とめどない嗚咽は号泣へと変わり、桔梗は男の前で声を上げて泣き続けた。
「……」
大声を上げて泣く桔梗を、男は静かに見つめていた。
やがて、泣き声が収まり静かになった頃、男は震えている桔梗の肩にそっと手を置いて呟くように言った。
「……辛かったな」
「! あなたに何が……」
分かるんだ、と言いかけて桔梗はハッと口をつぐむ。
客観的に考えてみれば、自分よりもこの男の方がずっと過酷な状況に置かれているはずだ。それなのに、自分は……。
「分かんねえだろうな」
言いかけた桔梗の言葉を、男は静かな声で断定するように言い切る。
そして、今度は屈託のない調子で軽く言った。
「でもまあ、俺も色々あったからさ。辛いって気持ちはよく分かる。あんたとは立場とか違うだろうけど」
男の眼差しが優しく桔梗を見つめている。慈愛に満ちた穏やかで優しい眼差しだった。
「……」
乾いた涙の跡が残る顔で男を見つめながら、桔梗は心の奥がじんわりと温かくなるのを感じていた。

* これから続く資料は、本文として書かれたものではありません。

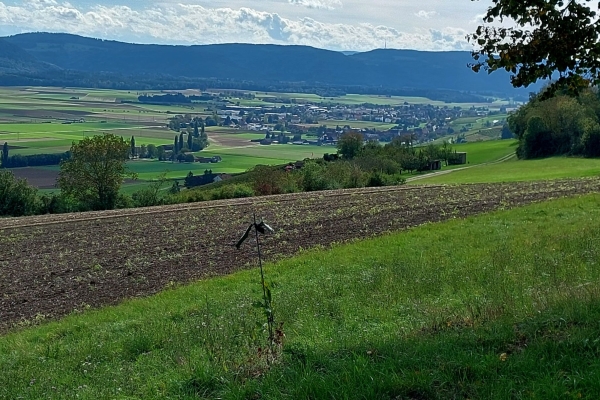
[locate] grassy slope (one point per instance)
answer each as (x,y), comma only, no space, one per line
(522,170)
(488,151)
(504,305)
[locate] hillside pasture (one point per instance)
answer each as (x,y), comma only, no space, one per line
(515,170)
(488,151)
(500,310)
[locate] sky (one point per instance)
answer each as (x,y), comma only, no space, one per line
(341,25)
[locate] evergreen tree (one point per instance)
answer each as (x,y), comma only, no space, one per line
(133,147)
(4,154)
(175,148)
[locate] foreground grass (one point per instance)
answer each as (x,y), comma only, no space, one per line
(515,170)
(505,305)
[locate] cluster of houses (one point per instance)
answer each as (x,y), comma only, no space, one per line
(424,121)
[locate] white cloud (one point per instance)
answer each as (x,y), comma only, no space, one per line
(318,4)
(425,14)
(195,24)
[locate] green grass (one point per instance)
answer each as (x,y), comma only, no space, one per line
(330,123)
(522,170)
(499,306)
(232,163)
(488,151)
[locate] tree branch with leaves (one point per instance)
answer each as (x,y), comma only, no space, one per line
(545,39)
(95,172)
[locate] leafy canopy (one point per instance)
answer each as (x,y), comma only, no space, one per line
(96,170)
(543,38)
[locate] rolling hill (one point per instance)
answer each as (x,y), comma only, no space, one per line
(389,69)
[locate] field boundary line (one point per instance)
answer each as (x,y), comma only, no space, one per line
(426,176)
(53,219)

こんな風に人の優しさに触れたのは、本当に久しぶりのことだったような気がする。
気がつくと、あれほど重苦しかったはずの心は、重荷を取り去ったかのように軽く楽になっていた。
「楽になっただろ? スッキリした顔してるぜ」
冗談っぽく言って、男は少年のような屈託のない笑みを浮かべた。
「ええ……」
本当は嬉しかった。何も知らない初対面の自分の話を最後まで聞いてくれたこの男の優しさが。
ふと、桔梗の心にある考えが浮かんだ。
「あ、あの……」
「?」
ためらいがちに口を開く桔梗に、男は不思議そうな顔をする。
「もしよければ、私の部屋に来ませんか?」
「え?」
突然の桔梗の発言に男の顔が驚きに変わった。
「い、いいのかよ? ってか、マジで……?」
「ええ。何もない狭いところですけど」
出会ったばかりの見知らぬ初対面の人間を部屋に招待するなんて、常識では考えられないことだ。
だが、その時はなぜか、自然とそんな言葉が口を突いて出た。